S = discrete set of environmental states
A = discrete set of agent actions
r = scalar set of reinforcement signals
I = input function (how the agent views the state of the world)
pi = mapping from state to action
Assume the world is stochastic (same S, same A might cause different outcomes) but stationary (outcomes have fixed probabilities for given S, A pair).
I might be a partial or full observation of the world. For computer games, we typically have full information - that’s why they’re a good environment to test reinforcement learning. In fully-observed systems, I = S.
In a stochastic world, need to balance exploration and exploitation (just like BO).
What’s the optimal behaviour over time? High reward quickly, or evenly spread out?
We could specify a finite time horizon over which we care about, and predict the sum expected reward across that horizon.
We could try to predict the expected average per-timestep reward from now until infinite horizon.

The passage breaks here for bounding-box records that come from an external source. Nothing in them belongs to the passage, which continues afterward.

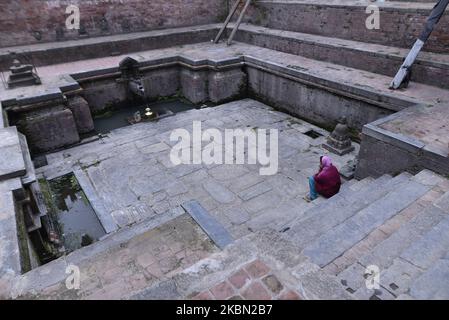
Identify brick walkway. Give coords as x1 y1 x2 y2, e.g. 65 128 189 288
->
193 259 301 300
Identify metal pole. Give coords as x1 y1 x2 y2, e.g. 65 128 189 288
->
390 0 449 89
228 0 250 46
214 0 240 43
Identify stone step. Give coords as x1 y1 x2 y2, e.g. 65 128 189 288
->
131 231 351 300
236 24 449 88
292 175 391 226
303 175 431 267
338 206 446 292
12 207 202 299
244 0 449 53
285 174 409 250
409 259 449 300
364 216 449 298
349 177 375 192
400 217 449 269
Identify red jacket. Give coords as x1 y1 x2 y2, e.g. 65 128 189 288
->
313 165 341 198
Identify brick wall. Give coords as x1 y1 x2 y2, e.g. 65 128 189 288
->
0 0 228 47
246 1 449 53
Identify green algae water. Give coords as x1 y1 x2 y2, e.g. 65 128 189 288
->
48 174 106 253
94 99 196 134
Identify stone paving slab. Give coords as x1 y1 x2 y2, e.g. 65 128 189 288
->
0 127 26 181
38 99 358 237
304 181 429 267
182 201 233 249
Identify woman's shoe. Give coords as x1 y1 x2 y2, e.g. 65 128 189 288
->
303 195 313 202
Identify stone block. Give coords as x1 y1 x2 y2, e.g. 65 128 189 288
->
181 69 209 104
242 282 271 300
210 281 234 300
17 106 80 153
142 68 180 99
228 269 251 289
83 80 127 113
69 96 94 133
0 127 26 181
209 69 247 103
245 260 270 279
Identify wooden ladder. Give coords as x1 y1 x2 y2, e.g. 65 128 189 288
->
214 0 251 46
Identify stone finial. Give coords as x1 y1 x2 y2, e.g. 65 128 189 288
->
323 118 354 156
8 58 41 88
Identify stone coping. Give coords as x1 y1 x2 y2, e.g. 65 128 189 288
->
258 0 435 13
1 44 424 111
363 104 449 163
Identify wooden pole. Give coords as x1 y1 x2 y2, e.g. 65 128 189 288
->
228 0 250 46
214 0 240 43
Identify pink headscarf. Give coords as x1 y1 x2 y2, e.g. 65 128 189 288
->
321 156 332 170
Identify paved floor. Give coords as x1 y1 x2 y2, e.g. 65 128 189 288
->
16 214 218 300
381 104 449 156
38 99 358 238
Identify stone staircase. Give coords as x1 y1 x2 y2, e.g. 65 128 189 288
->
285 170 449 299
9 166 449 299
128 170 449 300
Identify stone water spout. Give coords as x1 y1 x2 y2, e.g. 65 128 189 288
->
119 57 145 98
128 79 145 98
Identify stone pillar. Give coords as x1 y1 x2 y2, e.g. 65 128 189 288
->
68 96 94 133
323 118 354 156
209 69 247 103
181 69 209 104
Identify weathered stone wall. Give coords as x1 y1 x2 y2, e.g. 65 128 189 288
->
247 67 394 131
17 105 80 154
245 1 449 53
0 0 227 47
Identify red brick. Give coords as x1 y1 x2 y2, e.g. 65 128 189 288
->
278 290 301 300
245 260 270 279
262 275 284 294
192 291 214 300
210 281 234 300
241 281 271 300
228 269 251 289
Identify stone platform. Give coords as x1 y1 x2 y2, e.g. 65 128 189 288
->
37 99 358 238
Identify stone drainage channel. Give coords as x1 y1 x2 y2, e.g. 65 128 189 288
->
32 99 206 264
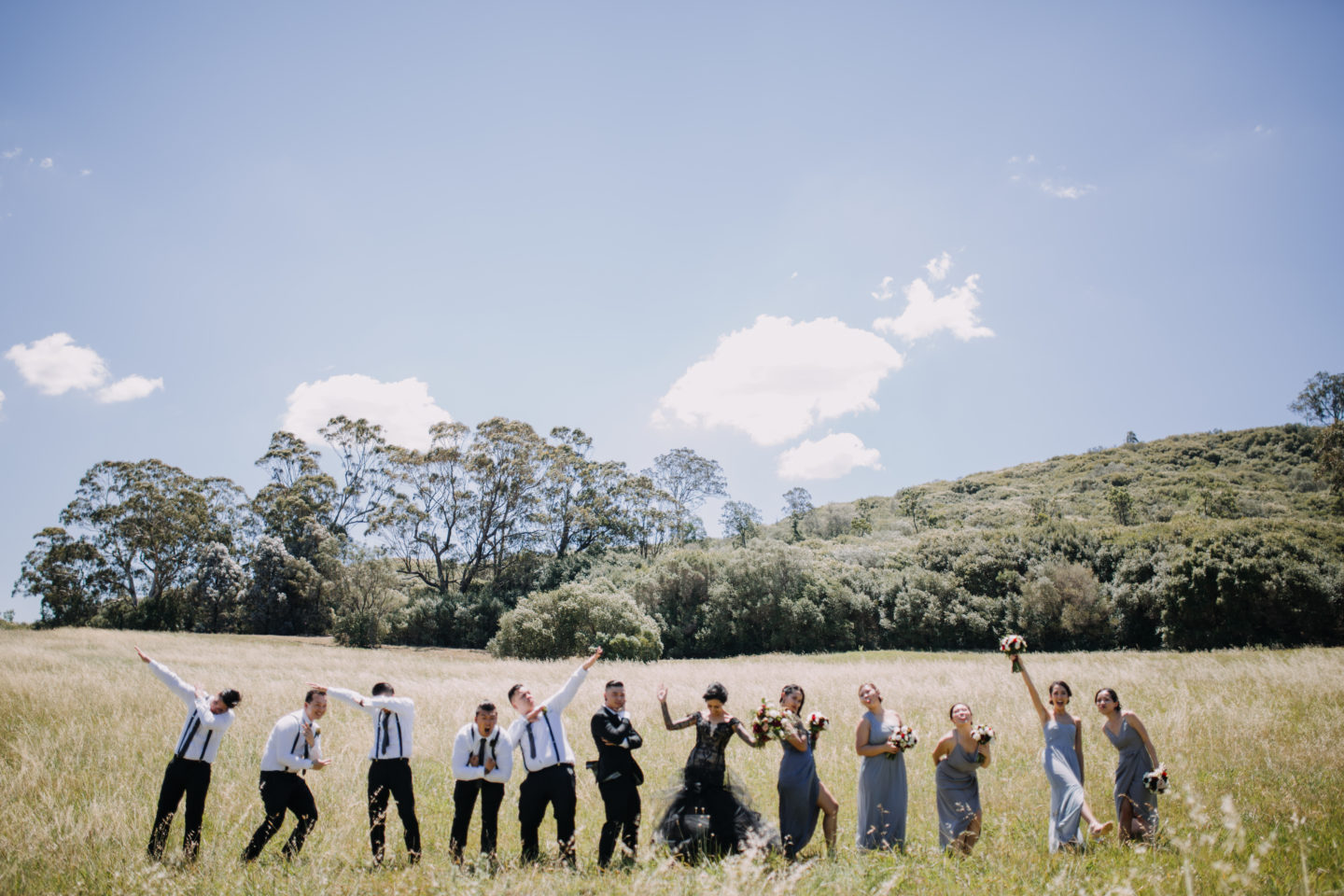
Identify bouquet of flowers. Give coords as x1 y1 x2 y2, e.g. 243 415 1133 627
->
751 697 784 747
807 712 831 739
1143 764 1170 794
887 725 919 759
999 634 1027 672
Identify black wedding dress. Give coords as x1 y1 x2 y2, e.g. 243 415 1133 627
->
653 712 779 861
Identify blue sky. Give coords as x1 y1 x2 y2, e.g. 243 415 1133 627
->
0 1 1344 618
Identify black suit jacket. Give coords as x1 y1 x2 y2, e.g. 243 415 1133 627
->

In practice, the most common approach is called discounted reward - sum for an infinite time, discounting each timestep by the power of its distance from the present state.
In an ideal world, we could compute $p(s(t) \vert s(t-1), a(t))$ and $p(r(t)\vert s(t-1), s(t))$ and analytically find the best strategy but this is not practically possible in most cases, so we have to learn mappings from data through some kind of search.
The multi-armed bandit problem is a thought experiment used to understand this problem, where the space of A is small (i.e. which of the k arms to pull) but the space of S is large and unseen.
Reinforcement learning is highly sensitive to small perturbations in the setup of the environment (e.g. a different world shape in pacman) as it is essentially a model-free decision machine. Several proposals have been put forward to improve this. One recent examples is Schema Networks.
Utilitarian reward functions are obviously over-simplistic as humans are often not fully utilitarian and we disagree about utility. We must model the optimal choice of reward function as a variable with uncertainty, and make decisions accordingly (Bayes theorem!)